Wine and civilisation have ever walked hand in hand. Which is the elder of the two I have no means of knowing but it is certain that practically all the worthwhile values in life have been developed in the great winegrowing lands. Palestine and Greece, Italy and Spain, France and the Rhineland — what a breed of world-weary morons we would be without them! What have the wineless lands bequeathed to us? The wandering nomads of the untilled steppes were reduced to fermenting their mares’ milk into what they called koumiss (though I may not disparage a delight I have never known).

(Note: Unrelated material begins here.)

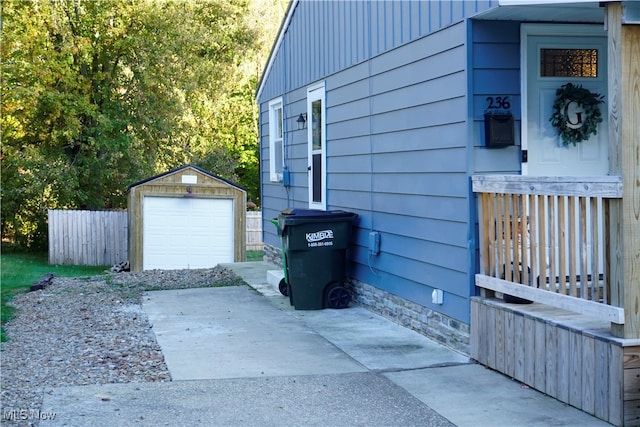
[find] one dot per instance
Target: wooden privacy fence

The savage British Druid-ruled islanders could do no better than rob beehives to make mead, emerging fearfully a step or two from their smoky caves only when they gained the wit to grow barley and make beer, but sadly they lacked the skill to plant vines. They left us nothing. The Sandinavians scratched frost bitten fields for anything that might serve to make a coarse acqua vitae which after long centuries managed to inspire a few tormented playwrights and tremulous pianists. The desert-bred Saracens, perforce content with water, have left us only a few hints in architecture and the seductive charm of algebra. The Russians, when potatoes came over from Peru, could do no better than to turn them into soul-destroying vodka to provoke novels of harrowing gloom. What a sad, arid record have these vineless people to boast! How little they bequeathed to us to make the sentence of life more tolerable, let alone contributing to its fragile joy. What a pitiful contrast to the glory that was Greece and the grandeur that was Rome!

Wine is an intensely subjective, personal experience and one must curb any temptation to be opinionated and lay down laws about it. Having drunk wine, with nothing but good and gratitude, every day for sixty years I can feel only pity for those who have deprived themselves of one of the great consolations of life. But I repress any wish to rebuke, or instruct, their folly. (Where I have failed please judge with charity.)

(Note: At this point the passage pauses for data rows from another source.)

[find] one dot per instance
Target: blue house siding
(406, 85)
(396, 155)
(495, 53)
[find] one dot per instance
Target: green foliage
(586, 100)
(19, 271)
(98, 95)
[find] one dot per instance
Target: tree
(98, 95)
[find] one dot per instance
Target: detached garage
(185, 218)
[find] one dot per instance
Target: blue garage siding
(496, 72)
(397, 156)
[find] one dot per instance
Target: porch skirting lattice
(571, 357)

Wine, either heavy or light, makes the most constant of good companions. It eases the loneliness which, whether we hear it clearly or not, is the background music to most people’s lives. Wine shapes and fits into our moods and talks with us, or at least whispers, but never quarrels, never rebukes our faults and errors. He was a wise man who once said that there are four things really worth cherishing in life — old friends to talk with, old books to read, old wood to burn and old wine to drink. The rest, he said, were not worth the pursuit.